Seluruh bantuan dikirim melalui jalur darat dan udara guna menjangkau lokasi-lokasi yang sulit diakses.

Berdasarkan data per 9 Desember 2025, BNPB telah mendistribusikan logistik sebanyak 1,4 ton logistik melalui jalur darat menggunakan mobil pick-up.

Pada hari yang sama, 1,4 ton tambahan logistik dikirim lewat jalur udara menggunakan helikopter dan di-dropping di Stadion PSMI Palembayan.

Di lapangan, proses pendataan kebutuhan warga dilakukan berkala oleh tim gabungan. Langkah ini penting agar bantuan diterima sesuai kebutuhan dan tepat sasaran, khusunya warga di pengungsian.
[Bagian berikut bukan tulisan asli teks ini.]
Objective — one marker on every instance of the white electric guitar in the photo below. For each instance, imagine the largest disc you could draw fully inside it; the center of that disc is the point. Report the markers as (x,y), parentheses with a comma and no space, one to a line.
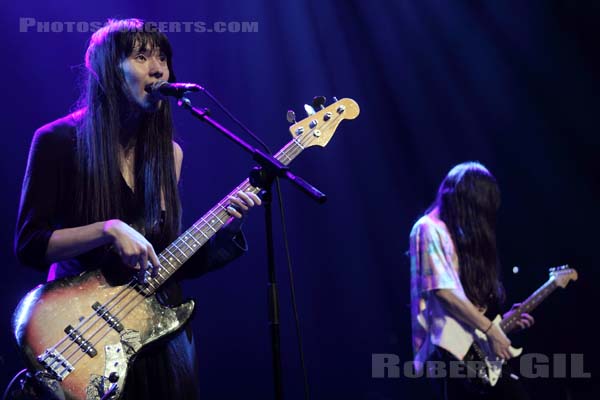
(481,357)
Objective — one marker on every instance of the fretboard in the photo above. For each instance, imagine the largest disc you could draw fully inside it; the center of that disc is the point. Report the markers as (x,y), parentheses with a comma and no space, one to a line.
(529,305)
(178,252)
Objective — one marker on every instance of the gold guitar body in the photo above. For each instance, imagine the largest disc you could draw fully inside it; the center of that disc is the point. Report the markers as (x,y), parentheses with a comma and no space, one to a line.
(92,358)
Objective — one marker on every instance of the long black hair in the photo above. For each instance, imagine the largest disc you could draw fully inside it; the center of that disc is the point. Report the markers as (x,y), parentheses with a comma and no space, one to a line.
(98,133)
(468,200)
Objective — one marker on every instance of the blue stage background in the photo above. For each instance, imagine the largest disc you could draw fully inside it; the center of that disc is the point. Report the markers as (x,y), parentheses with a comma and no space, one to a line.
(509,83)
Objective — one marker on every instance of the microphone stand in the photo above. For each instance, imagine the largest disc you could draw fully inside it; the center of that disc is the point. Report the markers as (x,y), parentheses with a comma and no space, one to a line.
(263,177)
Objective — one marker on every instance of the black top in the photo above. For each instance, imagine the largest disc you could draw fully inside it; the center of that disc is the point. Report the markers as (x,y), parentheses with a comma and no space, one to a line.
(48,203)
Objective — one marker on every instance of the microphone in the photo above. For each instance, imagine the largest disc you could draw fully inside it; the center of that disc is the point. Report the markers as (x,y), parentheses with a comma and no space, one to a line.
(163,89)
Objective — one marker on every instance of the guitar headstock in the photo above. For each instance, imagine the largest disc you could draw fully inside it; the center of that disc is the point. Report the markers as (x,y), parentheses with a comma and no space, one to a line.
(563,275)
(318,129)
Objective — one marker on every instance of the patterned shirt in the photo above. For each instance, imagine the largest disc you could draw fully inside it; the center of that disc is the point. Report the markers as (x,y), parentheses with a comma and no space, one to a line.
(434,265)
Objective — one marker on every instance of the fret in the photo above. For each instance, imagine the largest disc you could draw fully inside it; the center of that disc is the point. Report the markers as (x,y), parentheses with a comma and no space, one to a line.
(297,143)
(529,304)
(217,217)
(172,255)
(194,239)
(196,236)
(209,225)
(168,262)
(200,230)
(188,246)
(288,157)
(185,256)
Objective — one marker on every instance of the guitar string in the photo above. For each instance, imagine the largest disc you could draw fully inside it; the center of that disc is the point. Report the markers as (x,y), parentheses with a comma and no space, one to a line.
(297,149)
(127,289)
(131,289)
(108,329)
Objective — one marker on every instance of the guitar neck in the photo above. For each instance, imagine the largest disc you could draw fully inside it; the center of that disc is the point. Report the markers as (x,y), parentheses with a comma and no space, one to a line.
(508,324)
(178,252)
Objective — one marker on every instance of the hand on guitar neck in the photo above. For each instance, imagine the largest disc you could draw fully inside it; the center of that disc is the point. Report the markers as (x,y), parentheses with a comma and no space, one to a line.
(524,319)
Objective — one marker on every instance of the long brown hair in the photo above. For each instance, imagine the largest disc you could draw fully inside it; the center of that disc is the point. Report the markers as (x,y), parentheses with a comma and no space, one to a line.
(468,200)
(99,176)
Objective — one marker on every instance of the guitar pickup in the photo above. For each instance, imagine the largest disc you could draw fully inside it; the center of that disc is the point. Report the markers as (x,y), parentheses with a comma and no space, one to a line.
(110,319)
(83,344)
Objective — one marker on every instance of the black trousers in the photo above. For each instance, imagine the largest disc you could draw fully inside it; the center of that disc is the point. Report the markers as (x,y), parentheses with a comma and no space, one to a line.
(458,388)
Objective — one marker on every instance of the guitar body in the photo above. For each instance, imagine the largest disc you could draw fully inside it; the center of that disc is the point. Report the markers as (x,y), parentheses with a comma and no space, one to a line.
(93,359)
(482,360)
(79,335)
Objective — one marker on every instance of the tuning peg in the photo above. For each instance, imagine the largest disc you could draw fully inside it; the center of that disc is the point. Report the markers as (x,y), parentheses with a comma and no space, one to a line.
(309,110)
(291,116)
(318,102)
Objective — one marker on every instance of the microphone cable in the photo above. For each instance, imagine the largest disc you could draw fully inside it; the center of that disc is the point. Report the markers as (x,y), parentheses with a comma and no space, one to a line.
(285,237)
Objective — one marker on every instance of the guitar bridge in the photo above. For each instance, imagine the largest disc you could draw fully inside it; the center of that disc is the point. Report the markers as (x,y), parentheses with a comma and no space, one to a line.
(110,319)
(55,363)
(83,344)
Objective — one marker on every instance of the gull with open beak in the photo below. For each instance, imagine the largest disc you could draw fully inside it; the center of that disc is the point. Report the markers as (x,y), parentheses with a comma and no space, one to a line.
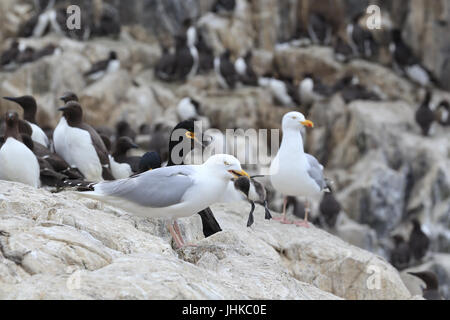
(171,192)
(294,172)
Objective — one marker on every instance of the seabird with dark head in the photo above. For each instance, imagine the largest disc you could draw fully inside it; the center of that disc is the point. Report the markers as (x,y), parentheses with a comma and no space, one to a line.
(188,109)
(243,67)
(329,208)
(225,71)
(166,67)
(69,96)
(319,30)
(29,106)
(9,56)
(149,161)
(17,162)
(187,59)
(407,61)
(80,145)
(123,129)
(361,39)
(183,138)
(48,175)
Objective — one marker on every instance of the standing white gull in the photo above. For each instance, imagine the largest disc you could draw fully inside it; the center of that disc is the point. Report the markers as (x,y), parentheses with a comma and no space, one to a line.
(294,172)
(171,192)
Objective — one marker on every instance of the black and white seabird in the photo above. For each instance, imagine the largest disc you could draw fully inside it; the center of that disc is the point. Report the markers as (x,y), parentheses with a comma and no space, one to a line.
(424,115)
(418,241)
(42,152)
(120,155)
(254,192)
(80,145)
(431,290)
(224,6)
(183,138)
(361,39)
(17,162)
(123,129)
(284,92)
(400,254)
(108,23)
(319,30)
(149,161)
(48,175)
(205,53)
(225,71)
(188,109)
(311,90)
(406,60)
(29,106)
(442,113)
(9,56)
(243,67)
(102,67)
(165,68)
(69,96)
(186,55)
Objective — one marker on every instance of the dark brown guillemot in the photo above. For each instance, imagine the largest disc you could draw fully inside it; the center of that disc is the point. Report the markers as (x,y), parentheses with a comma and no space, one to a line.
(17,161)
(225,71)
(80,145)
(29,106)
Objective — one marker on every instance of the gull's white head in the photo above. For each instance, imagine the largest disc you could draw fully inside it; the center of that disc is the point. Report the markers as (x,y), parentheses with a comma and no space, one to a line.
(295,120)
(227,166)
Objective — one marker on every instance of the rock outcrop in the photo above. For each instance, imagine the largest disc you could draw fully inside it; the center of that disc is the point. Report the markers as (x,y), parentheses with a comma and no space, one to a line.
(61,246)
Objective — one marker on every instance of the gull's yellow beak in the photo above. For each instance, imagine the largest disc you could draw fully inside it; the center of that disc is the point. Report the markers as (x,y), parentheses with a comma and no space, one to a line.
(238,174)
(307,123)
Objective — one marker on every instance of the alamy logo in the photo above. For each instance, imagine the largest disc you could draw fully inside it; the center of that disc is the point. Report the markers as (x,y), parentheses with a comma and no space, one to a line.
(374,19)
(73,21)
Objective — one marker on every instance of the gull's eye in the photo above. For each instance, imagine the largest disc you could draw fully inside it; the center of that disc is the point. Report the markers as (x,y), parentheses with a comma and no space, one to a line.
(190,135)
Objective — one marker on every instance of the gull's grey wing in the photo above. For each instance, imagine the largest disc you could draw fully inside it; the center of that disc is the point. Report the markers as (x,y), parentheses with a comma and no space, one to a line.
(315,171)
(157,188)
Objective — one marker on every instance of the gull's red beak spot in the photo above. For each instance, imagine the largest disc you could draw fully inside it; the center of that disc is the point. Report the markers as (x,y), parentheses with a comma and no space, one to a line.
(307,123)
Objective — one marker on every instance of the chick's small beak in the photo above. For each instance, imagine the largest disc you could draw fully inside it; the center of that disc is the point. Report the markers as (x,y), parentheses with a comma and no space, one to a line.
(307,123)
(238,174)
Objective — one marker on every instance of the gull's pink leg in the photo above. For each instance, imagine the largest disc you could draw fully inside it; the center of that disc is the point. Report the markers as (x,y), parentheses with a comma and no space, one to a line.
(178,231)
(283,218)
(178,242)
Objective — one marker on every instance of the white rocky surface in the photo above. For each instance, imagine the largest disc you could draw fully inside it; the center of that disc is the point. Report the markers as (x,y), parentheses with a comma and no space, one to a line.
(61,246)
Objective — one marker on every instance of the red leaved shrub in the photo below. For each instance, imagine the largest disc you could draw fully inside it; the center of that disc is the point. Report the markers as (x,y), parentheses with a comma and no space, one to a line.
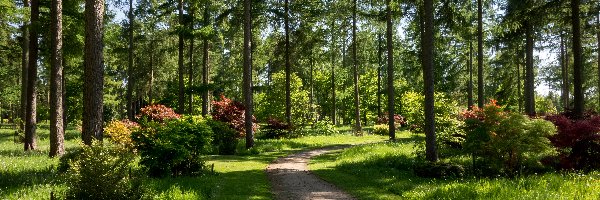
(231,112)
(157,113)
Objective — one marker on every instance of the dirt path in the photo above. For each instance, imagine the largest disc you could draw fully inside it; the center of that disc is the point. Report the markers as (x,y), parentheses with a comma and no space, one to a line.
(291,179)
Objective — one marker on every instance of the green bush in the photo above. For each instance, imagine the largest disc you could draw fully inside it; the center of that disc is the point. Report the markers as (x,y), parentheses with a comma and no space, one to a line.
(97,172)
(174,148)
(506,143)
(381,129)
(224,138)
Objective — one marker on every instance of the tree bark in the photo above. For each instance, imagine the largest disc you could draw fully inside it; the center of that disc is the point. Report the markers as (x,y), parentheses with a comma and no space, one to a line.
(24,68)
(288,99)
(130,78)
(529,76)
(480,95)
(427,62)
(56,90)
(247,80)
(181,96)
(390,70)
(93,72)
(577,64)
(30,118)
(358,127)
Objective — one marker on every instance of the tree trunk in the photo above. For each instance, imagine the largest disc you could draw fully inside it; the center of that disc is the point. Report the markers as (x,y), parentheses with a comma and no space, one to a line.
(93,72)
(333,100)
(358,127)
(480,95)
(577,61)
(56,90)
(247,85)
(24,68)
(427,62)
(30,118)
(470,86)
(288,99)
(181,96)
(390,70)
(205,64)
(130,78)
(529,76)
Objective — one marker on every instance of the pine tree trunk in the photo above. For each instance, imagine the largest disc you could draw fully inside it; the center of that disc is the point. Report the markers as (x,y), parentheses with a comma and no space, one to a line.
(130,78)
(56,90)
(93,72)
(427,62)
(390,70)
(181,94)
(24,68)
(480,95)
(288,99)
(578,64)
(30,118)
(247,82)
(529,76)
(358,127)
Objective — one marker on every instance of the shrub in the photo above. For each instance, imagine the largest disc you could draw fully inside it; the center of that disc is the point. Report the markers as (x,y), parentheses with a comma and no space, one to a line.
(276,129)
(157,113)
(578,142)
(98,172)
(119,132)
(174,148)
(231,112)
(381,129)
(398,120)
(505,143)
(225,139)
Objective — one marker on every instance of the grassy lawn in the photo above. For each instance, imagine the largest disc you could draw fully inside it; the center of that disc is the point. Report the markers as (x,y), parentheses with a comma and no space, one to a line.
(32,175)
(384,171)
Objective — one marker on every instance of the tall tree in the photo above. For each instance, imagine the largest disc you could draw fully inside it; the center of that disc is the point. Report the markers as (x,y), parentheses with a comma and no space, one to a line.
(358,127)
(288,99)
(130,78)
(427,63)
(93,72)
(247,80)
(30,117)
(390,69)
(577,61)
(56,88)
(24,63)
(181,94)
(480,95)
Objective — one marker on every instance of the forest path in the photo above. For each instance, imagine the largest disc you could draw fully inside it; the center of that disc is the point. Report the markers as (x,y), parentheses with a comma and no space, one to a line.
(291,178)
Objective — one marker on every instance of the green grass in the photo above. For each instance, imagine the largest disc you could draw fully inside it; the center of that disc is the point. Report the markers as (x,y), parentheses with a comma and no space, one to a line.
(32,175)
(384,171)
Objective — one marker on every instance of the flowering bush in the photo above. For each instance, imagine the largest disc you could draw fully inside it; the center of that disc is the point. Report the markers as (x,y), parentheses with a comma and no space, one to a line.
(505,143)
(157,113)
(578,141)
(231,112)
(119,132)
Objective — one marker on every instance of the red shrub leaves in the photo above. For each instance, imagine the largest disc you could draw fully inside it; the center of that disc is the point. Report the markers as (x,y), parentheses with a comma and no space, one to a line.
(157,113)
(231,112)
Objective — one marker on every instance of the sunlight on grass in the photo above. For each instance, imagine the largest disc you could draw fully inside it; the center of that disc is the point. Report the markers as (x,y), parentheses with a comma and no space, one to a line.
(384,171)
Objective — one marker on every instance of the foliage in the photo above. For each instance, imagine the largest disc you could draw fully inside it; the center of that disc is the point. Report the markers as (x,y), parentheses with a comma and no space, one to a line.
(224,139)
(578,142)
(157,113)
(505,143)
(99,172)
(231,112)
(381,129)
(175,148)
(398,120)
(119,132)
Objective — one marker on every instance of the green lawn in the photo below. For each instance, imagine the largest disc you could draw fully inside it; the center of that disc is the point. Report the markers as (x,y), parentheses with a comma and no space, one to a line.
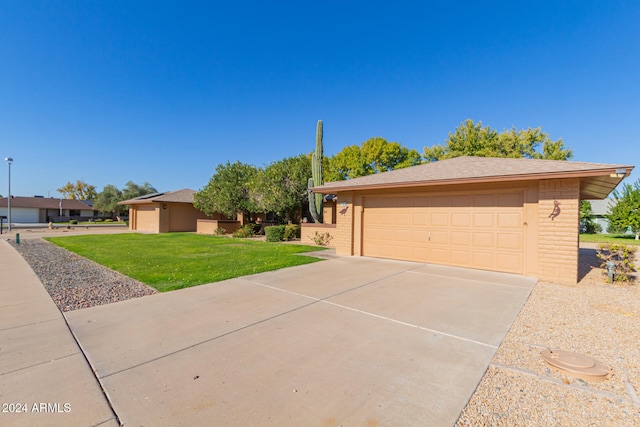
(625,239)
(180,260)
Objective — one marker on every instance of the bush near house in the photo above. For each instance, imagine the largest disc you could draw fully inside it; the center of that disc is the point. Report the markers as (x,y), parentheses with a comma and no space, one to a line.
(247,230)
(622,256)
(279,233)
(292,231)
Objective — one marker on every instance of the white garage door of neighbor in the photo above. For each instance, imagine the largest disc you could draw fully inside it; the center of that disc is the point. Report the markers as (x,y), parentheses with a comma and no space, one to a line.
(482,231)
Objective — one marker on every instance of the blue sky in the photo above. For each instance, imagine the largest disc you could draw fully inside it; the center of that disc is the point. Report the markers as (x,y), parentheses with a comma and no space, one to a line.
(158,91)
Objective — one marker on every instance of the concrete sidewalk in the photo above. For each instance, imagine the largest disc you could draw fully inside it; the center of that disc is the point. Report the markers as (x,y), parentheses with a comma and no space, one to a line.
(44,377)
(347,341)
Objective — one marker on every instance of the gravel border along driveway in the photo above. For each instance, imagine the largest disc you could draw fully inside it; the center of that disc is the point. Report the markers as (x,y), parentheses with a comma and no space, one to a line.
(591,318)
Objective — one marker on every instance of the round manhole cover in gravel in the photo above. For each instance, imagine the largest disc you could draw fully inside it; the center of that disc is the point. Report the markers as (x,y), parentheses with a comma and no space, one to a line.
(577,365)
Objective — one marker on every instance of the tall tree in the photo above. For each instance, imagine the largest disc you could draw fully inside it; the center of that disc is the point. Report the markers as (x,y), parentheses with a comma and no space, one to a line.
(472,139)
(372,156)
(78,191)
(107,201)
(282,186)
(626,212)
(132,190)
(230,190)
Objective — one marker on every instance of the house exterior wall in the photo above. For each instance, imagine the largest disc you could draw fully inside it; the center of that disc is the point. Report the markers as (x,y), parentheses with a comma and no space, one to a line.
(550,237)
(24,215)
(183,217)
(144,218)
(558,237)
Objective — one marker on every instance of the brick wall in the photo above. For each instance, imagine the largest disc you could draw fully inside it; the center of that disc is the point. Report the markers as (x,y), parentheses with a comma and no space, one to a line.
(343,238)
(558,216)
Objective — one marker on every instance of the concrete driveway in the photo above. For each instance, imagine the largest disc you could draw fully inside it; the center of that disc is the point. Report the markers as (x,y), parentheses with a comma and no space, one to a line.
(347,341)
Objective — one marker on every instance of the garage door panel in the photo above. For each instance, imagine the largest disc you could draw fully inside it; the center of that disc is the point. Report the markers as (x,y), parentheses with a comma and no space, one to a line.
(510,200)
(484,259)
(470,230)
(484,200)
(509,262)
(509,219)
(440,219)
(439,255)
(484,219)
(419,218)
(460,257)
(509,241)
(461,219)
(483,240)
(439,237)
(460,238)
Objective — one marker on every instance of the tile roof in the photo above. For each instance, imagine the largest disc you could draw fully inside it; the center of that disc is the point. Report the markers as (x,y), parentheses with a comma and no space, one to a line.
(44,203)
(179,196)
(468,169)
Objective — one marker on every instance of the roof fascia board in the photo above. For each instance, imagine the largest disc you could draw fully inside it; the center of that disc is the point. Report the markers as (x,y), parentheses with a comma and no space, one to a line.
(498,178)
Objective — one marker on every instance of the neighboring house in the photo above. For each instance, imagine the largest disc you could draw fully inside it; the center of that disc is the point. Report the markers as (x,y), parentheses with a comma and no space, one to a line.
(164,212)
(600,209)
(44,210)
(511,215)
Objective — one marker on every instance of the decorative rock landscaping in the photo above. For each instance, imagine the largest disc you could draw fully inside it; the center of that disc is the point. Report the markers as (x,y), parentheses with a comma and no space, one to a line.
(75,282)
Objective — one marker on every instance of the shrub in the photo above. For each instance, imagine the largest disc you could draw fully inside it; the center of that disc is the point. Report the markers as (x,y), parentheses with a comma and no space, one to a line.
(622,256)
(322,239)
(291,231)
(274,233)
(246,230)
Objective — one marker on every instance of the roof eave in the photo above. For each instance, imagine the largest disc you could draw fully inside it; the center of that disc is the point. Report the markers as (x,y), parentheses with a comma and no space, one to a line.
(325,189)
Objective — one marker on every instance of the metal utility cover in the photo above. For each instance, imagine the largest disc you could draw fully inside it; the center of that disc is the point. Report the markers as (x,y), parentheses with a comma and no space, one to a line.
(577,365)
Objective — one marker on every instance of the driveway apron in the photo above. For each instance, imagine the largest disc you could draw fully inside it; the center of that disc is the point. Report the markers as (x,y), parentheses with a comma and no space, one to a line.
(347,341)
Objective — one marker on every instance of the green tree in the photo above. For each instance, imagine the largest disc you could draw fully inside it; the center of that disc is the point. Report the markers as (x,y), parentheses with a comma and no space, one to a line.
(626,213)
(132,190)
(587,221)
(78,191)
(230,190)
(107,201)
(372,156)
(472,139)
(282,186)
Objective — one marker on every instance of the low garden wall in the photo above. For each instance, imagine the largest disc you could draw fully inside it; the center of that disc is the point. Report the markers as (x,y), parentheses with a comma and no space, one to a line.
(308,233)
(209,226)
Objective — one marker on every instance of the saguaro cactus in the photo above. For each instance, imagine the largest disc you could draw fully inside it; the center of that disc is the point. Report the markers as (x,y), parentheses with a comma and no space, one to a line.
(316,200)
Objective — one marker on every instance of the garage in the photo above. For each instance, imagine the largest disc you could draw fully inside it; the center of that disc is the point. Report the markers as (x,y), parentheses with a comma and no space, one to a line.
(508,215)
(468,230)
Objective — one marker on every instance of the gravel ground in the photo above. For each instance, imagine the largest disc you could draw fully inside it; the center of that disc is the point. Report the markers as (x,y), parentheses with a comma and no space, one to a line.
(590,318)
(75,282)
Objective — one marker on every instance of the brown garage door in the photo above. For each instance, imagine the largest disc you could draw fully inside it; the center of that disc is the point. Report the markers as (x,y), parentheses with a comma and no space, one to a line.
(468,230)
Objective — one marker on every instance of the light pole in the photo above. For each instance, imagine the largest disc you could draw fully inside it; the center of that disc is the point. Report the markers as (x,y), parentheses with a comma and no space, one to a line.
(9,160)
Selain logistik, dapur umum lapangan menjadi fokus penanganan darurat. Dapur umum yang dikoordinasikan BNPB bersama pemerintah daerah, TNI, Polri, dan relawan, kini beroperasi penuh menyediakan makanan untuk warga terdampak banjir Agam.

Dapur umum yang tersebar di sejumlah titik pengungsian mampu memproduksi ribuan porsi makanan setiap hari.

BNPB memastikan layanan ini akan terus berjalan selama masa tanggap darurat berlangsung.

Di sisi lain, BNNP berkomitmen mendukung penuh percepatan pemulihan di Agam. Termasuk pendataan kerusakan, kebutuhan hunian sementara, hingga skema pemulihan sosial ekonomi pascabencana.

Masyarakat diminta waspada terhadap potensi bencana susulan dan mengikuti instruksi petugas serta memantau informasi resmi dari pemerintah daerah.

Pemantauan situasi di Kecamatan Palembayan masih terus dilakukan.

Lembaga tersebut memastikan seluruh bantuan tersalur secara berkelanjutan hingga kondisi daerah terdampak kembali stabil.